Media professionals interested in reporting on university-related stories are encouraged to visit the media newsroom.
November 13, 2007
Most of his things are stuffed into used cardboard boxes. But in what is soon to be student union director Chuck Price's old office in the Jot Travis Building, he has yet to pack up his hats.
Baseball hats, golf hats, cowboy hats, hard hats and even a chef's hat are stacked high on shelves. And they're all fitting reminders of the many hats he's had to wear while working on the new Joe Crowley Student Union, with its grand opening on Nov. 15, just southeast of Lawlor Events Center.
"I love coming to work every day," Price said. "You never know which crisis or celebration is in store when you're working on a project like this one."
Price, director of the Jot Travis Student Union since 1994, is quick to credit his small team of seven for its hard work and effort to make "The Joe" become a reality. And no matter the question, Price always returns to his favorite topic: the students.
"This is their building, their community, their heart of the campus," Price said. "I love working with the students. They're the donors. And it's their vision that has made this whole project possible."
On his first day on the job 13 years ago, Price was instructed to select an architect to remodel the existing student union. The 50-year-old, two-story building, which is half the size of the Joe Crowley Student Union, has been a challenge to work with as its construction does not allow any opportunities to build upward. Price knew space would become an issue.
Then, in early 2003, Alicia Lerud, president of the Associated Students of the University of Nevada (ASUN), introduced a resolution for the expansion of student life facilities, which included a new union. A survey showed 72 percent of students were willing to pay extra fees to help fund the building. Undergraduate and graduate student leaders worked with Price and the University administration to develop a group comprised of students, faculty and staff who were, as Price says, for, against and neutral about the potential project. An outside consultant was hired to determine if the project was feasible, and a critical need for students.
"At the initial meeting with students, my first sentence to them was 'you're not going to like what I have to say,'" Price said. "We were all determined to make it the most green [eco-friendly] building on campus, and there were some budget issues we had to work out."
With the help of SEEDS, the Students and Educators for Environmental Development and Sustainability, the Graduate Student Association, ASUN, other student groups and the Nevada System of Higher Education Regents, the strategic plan was created and the discussions sometimes became heated.
"Actually, the people who were initially against the project helped to make it much better," Price said. "SEEDS helped select the architects, WTW and Lundahl and Associates, and added criteria they wanted. And with everyone working together, we not only stayed on budget, we stayed on schedule as well."

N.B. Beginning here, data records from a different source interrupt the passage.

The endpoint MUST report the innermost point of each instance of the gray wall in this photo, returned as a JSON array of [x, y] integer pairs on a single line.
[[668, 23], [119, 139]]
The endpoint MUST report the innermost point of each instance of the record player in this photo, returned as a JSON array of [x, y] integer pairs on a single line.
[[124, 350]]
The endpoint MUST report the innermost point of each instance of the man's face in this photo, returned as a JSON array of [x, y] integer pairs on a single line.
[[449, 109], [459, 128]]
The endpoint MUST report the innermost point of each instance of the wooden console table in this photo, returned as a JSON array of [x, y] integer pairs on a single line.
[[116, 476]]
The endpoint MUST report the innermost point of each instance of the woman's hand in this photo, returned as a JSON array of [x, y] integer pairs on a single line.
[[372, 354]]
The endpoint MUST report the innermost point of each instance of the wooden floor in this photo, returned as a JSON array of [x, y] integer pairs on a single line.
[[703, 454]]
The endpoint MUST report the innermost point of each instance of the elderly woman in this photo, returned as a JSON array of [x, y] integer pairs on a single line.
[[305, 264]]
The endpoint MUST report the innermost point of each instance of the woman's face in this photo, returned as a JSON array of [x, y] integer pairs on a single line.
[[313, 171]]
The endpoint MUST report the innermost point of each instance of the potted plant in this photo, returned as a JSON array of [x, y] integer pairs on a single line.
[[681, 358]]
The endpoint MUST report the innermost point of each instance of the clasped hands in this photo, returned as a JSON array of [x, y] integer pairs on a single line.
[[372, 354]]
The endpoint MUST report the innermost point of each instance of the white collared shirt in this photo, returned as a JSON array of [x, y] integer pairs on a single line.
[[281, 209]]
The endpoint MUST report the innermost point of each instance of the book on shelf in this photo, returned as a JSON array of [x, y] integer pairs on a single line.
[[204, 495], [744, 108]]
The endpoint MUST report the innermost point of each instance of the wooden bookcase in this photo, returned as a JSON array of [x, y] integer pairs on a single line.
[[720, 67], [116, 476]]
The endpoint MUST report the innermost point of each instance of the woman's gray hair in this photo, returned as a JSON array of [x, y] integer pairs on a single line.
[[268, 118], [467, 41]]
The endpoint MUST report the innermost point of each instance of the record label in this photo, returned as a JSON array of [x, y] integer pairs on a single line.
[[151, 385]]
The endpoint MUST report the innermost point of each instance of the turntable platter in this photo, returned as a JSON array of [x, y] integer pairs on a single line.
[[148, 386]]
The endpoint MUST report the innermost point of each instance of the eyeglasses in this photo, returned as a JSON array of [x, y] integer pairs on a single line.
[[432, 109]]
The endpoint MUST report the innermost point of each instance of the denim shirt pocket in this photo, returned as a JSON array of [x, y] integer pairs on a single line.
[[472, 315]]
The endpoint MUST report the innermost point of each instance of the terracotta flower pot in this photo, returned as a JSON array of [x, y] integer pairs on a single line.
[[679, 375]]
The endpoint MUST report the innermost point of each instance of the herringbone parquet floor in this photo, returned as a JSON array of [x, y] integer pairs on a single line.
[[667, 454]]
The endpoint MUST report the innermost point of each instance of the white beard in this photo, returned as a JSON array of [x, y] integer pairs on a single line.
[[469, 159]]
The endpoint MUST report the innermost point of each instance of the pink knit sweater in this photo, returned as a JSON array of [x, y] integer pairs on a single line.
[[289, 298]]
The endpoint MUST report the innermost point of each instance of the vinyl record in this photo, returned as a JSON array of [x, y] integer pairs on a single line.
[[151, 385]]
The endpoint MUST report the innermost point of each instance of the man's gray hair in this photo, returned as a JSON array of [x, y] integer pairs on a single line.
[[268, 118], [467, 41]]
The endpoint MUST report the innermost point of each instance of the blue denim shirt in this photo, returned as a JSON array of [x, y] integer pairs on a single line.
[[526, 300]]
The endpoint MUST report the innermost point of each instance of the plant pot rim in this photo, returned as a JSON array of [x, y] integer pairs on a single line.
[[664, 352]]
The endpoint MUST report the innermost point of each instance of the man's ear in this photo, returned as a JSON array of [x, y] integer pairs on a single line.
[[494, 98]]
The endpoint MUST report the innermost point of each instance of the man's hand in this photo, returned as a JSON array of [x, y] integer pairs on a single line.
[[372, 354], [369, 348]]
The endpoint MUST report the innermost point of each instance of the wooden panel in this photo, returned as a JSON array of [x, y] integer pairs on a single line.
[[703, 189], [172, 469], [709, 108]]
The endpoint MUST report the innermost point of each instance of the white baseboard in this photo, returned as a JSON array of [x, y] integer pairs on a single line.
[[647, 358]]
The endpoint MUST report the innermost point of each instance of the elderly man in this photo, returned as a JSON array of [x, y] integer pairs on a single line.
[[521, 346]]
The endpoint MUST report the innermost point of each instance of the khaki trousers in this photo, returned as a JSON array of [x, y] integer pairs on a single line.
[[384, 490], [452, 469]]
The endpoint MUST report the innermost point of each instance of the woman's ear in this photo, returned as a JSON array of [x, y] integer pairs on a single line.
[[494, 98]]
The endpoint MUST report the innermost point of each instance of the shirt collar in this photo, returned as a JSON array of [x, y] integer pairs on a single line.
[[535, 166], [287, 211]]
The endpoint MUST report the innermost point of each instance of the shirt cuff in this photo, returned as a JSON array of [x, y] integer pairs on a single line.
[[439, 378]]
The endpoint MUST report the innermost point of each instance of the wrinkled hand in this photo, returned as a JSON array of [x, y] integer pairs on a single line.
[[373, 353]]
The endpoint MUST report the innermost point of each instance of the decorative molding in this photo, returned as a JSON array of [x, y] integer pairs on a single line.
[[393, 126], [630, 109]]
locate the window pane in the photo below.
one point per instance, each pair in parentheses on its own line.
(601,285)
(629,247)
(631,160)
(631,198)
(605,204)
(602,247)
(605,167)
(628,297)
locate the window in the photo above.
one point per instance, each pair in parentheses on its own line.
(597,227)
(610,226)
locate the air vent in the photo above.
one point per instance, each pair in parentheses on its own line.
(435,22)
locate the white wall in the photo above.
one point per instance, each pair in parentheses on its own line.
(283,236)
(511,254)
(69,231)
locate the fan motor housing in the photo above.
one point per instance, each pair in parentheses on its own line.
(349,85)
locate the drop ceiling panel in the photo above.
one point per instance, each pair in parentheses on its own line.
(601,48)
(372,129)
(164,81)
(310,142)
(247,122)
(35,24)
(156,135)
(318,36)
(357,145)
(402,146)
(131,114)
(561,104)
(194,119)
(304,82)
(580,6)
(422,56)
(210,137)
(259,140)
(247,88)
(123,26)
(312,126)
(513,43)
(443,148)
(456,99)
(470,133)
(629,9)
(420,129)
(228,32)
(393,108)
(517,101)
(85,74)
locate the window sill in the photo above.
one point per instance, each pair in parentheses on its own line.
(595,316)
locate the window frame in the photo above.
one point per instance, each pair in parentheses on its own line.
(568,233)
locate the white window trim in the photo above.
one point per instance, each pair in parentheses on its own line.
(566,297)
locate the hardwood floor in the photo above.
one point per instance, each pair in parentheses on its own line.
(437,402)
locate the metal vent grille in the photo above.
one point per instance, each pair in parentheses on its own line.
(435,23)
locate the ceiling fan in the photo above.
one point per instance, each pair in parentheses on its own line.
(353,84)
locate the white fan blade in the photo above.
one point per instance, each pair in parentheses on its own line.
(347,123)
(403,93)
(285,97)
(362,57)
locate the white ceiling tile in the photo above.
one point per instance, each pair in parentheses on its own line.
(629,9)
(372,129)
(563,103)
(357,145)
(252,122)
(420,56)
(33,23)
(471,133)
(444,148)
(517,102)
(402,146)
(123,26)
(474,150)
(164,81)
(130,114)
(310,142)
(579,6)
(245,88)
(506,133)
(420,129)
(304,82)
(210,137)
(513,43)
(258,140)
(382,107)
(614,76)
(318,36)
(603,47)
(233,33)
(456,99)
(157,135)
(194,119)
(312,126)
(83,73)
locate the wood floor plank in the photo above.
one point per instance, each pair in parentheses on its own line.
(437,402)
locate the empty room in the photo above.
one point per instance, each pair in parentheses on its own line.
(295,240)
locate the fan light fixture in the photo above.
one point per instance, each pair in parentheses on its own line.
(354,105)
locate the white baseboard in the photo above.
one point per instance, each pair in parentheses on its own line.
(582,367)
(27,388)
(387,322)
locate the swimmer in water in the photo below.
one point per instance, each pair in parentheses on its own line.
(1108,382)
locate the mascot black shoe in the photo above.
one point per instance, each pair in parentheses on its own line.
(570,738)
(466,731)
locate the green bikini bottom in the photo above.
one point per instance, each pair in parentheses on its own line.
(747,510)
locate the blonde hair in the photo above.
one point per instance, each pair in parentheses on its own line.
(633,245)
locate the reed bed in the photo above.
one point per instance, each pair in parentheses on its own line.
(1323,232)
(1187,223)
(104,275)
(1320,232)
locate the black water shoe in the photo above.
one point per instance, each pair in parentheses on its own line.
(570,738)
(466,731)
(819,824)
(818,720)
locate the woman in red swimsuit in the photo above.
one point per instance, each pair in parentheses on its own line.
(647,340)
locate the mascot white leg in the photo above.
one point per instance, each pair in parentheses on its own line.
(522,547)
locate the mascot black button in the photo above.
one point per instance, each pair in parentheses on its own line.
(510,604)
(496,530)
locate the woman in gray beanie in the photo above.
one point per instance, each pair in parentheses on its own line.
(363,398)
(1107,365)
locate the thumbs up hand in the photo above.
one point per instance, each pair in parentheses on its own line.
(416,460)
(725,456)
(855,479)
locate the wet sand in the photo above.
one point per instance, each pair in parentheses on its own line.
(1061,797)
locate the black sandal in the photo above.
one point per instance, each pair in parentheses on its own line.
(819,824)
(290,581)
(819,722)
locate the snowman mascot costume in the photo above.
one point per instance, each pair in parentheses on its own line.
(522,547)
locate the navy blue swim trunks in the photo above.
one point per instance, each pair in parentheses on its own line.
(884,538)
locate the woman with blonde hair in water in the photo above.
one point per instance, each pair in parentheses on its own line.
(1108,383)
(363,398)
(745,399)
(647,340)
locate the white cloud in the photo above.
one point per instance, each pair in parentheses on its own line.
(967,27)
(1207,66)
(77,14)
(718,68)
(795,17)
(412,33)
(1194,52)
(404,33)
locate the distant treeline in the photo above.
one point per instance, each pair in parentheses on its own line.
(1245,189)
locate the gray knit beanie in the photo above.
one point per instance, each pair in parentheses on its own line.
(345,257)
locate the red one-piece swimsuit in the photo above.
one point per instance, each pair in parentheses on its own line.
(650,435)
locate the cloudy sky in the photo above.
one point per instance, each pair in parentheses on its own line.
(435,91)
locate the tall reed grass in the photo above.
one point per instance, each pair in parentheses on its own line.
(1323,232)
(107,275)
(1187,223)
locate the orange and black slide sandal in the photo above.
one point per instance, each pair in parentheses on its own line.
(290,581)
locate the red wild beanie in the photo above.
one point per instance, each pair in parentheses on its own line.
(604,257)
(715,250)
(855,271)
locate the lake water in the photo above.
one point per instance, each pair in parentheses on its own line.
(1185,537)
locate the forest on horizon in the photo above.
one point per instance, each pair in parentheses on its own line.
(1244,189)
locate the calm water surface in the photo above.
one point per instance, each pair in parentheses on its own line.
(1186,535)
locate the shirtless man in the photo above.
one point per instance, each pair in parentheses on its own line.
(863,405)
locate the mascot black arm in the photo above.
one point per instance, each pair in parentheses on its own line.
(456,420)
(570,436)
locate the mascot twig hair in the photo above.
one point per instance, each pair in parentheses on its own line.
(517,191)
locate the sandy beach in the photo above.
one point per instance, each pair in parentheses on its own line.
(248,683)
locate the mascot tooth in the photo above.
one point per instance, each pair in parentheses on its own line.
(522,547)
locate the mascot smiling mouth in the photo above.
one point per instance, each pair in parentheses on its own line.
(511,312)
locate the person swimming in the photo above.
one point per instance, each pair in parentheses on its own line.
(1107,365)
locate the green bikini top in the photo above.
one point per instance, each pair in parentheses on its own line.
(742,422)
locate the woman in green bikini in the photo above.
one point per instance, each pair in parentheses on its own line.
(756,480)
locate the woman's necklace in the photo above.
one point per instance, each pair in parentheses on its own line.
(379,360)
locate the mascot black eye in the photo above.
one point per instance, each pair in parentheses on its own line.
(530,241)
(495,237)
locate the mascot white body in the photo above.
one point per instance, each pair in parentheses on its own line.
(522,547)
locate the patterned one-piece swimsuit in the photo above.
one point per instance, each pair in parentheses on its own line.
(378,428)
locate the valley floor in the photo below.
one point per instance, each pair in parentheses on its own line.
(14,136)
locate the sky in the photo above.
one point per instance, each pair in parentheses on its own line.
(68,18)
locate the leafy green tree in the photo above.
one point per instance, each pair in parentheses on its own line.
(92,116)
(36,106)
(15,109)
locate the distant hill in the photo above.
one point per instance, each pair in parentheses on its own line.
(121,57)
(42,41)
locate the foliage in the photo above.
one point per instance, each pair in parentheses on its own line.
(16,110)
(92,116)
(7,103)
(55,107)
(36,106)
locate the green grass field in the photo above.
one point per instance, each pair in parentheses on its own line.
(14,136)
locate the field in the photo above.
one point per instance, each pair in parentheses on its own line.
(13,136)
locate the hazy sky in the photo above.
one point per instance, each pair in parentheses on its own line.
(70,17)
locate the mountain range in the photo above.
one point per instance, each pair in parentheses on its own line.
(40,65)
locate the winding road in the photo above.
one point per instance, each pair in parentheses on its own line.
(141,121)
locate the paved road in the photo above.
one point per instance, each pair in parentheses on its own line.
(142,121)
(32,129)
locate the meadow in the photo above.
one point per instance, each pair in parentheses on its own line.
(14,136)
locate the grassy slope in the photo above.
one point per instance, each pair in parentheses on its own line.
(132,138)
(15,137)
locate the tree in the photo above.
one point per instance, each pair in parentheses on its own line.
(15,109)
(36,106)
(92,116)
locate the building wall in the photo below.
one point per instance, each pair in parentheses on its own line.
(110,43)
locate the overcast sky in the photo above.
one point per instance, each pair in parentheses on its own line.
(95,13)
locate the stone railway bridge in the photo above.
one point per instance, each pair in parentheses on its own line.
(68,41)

And now, with the grand opening at hand, all the groups are collaborating on the programming for the building. Price, who will soon be hanging his hats in his new office on the fourth floor, wants the community to utilize the 167,000-square-foot building, especially the 1,200-seat (more than 10,000 square foot) grand ballroom, but not at the expense of the students.
"We can rent the ballroom and some of the facility for conferences, weddings and special events. But we say 'no' to those [people in charge of] events that want to book during what will be prime time for the students, like Homecoming, graduation and student-organized activities. It's their building."
Price believes "The Joe" is designed to make life less stressful for students. The combination of retail vendors and services, like the credit union, mailboxes, food court and the bookstore, will make it easier to take care of business without leaving the 290-acre campus. He's also hoping many students will want to work at the union, and that will save them travel time between school and work.
"This is a tremendously exciting and energizing time to be a part of this university," said Heather Turk, associate director of programs for the student union. "I've had the pleasure of being involved in this project from the time the students said 'we want it now' four years ago. Every time I take a tour group through the building, you can feel their awe and you can feel that the union is about to come alive."
From the fritted windows filled with the tiny outlines of the state of Nevada to the new furniture made of recycled materials, and the vestibule entrances reducing dust and airborne pollutants, the green, $66 million project is ready to launch the campus into a new realm.
"What we do in a nutshell is build a community," Price said. "Because of the students, we're changing our culture and creating a new heart. I can't wait."